Kengerian kedua menyusul, sebuah video yang
menyuguhkan kehangatan keluarga di sebuah rumah. Dengan gambar yang
putus-putus tampak di video itu seorang asing memasuki rumah, dan
membuat di situ. Kengerian ketiga: ternyata ada seseorang yang tengah
mengejarnya, memburunya seperti tikus, di tengah gulita malam itu.
Horor mencekam justru tidak dengan sebuah penampakan atau perwujudan
suatu monster (apapun definisinya), tapi justru karena
ketidaknampakannya.
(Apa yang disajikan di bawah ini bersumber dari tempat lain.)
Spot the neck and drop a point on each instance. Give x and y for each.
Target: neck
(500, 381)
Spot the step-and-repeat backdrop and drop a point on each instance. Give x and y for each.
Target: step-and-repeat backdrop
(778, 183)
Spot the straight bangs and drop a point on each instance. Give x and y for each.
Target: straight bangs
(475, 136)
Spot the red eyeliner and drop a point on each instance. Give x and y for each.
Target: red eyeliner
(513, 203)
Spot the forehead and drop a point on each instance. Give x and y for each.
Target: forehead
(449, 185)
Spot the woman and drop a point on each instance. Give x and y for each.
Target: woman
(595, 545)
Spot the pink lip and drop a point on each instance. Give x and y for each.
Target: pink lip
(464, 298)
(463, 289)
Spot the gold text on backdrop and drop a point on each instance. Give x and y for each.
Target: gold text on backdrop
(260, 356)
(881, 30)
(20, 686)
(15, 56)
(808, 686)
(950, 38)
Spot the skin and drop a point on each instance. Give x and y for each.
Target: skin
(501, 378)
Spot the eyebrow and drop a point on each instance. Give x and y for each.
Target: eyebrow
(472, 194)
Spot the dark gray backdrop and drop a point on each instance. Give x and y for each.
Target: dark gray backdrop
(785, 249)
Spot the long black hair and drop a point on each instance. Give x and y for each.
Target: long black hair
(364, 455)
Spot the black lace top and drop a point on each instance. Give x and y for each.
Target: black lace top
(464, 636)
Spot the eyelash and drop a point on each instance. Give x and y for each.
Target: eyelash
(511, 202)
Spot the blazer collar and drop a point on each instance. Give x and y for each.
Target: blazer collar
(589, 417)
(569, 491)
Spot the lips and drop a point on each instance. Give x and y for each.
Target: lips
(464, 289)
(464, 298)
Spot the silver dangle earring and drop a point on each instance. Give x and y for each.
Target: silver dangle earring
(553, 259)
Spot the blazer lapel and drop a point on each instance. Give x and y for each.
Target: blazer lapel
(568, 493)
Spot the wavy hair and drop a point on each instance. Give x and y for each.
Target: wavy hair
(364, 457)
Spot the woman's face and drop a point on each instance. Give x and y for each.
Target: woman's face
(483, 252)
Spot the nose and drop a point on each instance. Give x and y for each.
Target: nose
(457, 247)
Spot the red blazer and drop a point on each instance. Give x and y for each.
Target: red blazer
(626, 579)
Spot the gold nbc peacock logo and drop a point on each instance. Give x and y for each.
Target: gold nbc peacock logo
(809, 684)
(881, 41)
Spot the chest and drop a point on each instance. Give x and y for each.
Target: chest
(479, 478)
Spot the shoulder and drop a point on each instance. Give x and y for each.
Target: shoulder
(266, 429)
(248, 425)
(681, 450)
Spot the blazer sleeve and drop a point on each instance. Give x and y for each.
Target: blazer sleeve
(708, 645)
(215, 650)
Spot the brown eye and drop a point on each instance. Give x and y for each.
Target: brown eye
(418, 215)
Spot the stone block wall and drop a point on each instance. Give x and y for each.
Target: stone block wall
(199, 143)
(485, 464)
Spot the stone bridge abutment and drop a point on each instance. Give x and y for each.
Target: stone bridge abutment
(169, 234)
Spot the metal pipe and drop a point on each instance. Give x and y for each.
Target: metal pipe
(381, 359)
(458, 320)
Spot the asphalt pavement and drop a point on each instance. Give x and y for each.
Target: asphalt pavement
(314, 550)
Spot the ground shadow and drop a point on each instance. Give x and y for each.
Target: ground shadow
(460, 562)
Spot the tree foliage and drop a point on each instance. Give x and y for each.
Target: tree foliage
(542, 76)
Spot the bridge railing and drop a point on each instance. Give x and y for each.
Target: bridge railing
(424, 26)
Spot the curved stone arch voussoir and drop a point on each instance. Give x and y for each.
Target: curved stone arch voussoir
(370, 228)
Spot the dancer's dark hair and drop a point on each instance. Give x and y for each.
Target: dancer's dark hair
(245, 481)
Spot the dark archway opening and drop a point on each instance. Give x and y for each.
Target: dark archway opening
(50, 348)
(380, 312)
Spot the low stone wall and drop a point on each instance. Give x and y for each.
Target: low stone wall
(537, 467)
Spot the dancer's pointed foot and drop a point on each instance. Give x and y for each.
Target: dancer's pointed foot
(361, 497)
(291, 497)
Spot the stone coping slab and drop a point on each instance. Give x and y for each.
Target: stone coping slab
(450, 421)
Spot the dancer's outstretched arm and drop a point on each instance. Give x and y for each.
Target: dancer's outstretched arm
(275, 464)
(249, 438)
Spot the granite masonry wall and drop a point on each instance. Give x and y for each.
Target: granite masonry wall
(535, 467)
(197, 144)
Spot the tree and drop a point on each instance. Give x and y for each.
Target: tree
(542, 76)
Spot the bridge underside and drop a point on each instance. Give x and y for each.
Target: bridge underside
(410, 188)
Di sini, efek suara —tapak kaki berjalan, angin
malam, derit pintu-- menjadi sebuah hal yang menegangkan, karena
imajinasi bekerja liar mengingat sang tokoh (dan penonton) tak bisa
melihat apa pun.
Jika Anda berpikir bahwa "tanda tangan" Joko
Anwar adalah adegan berlari-lari, maka mungkin inilah puncaknya, di
samping aktivitas berat fisik lainnya. Pemeran utama film yang semua
dialognya berbahasa Inggris ini adalah Rio Dewanto yang menjadi tokoh
utama John Evans. Tapi ada "pemeran" utama lainnya: hutan tempat
berlangsungnya aksi itu dan camera work.
Belantara itu
menghadirkan dan membangkitkan suasana menegangkan yang begitu mendukung
tujuan utama film ini: membuat penontonnya turut tegang dan ikut
merasakan apa yang dialami sang karakter utama. Sedangkan kamera yang
selalu bergerak-gerak hand-held membuat penonton tidak hanya
merasa peduli dengan keselamatan tokoh utama dan nasibnya di ujung
cerita, tetapi juga merasa berada di tempat yang sama dengan John.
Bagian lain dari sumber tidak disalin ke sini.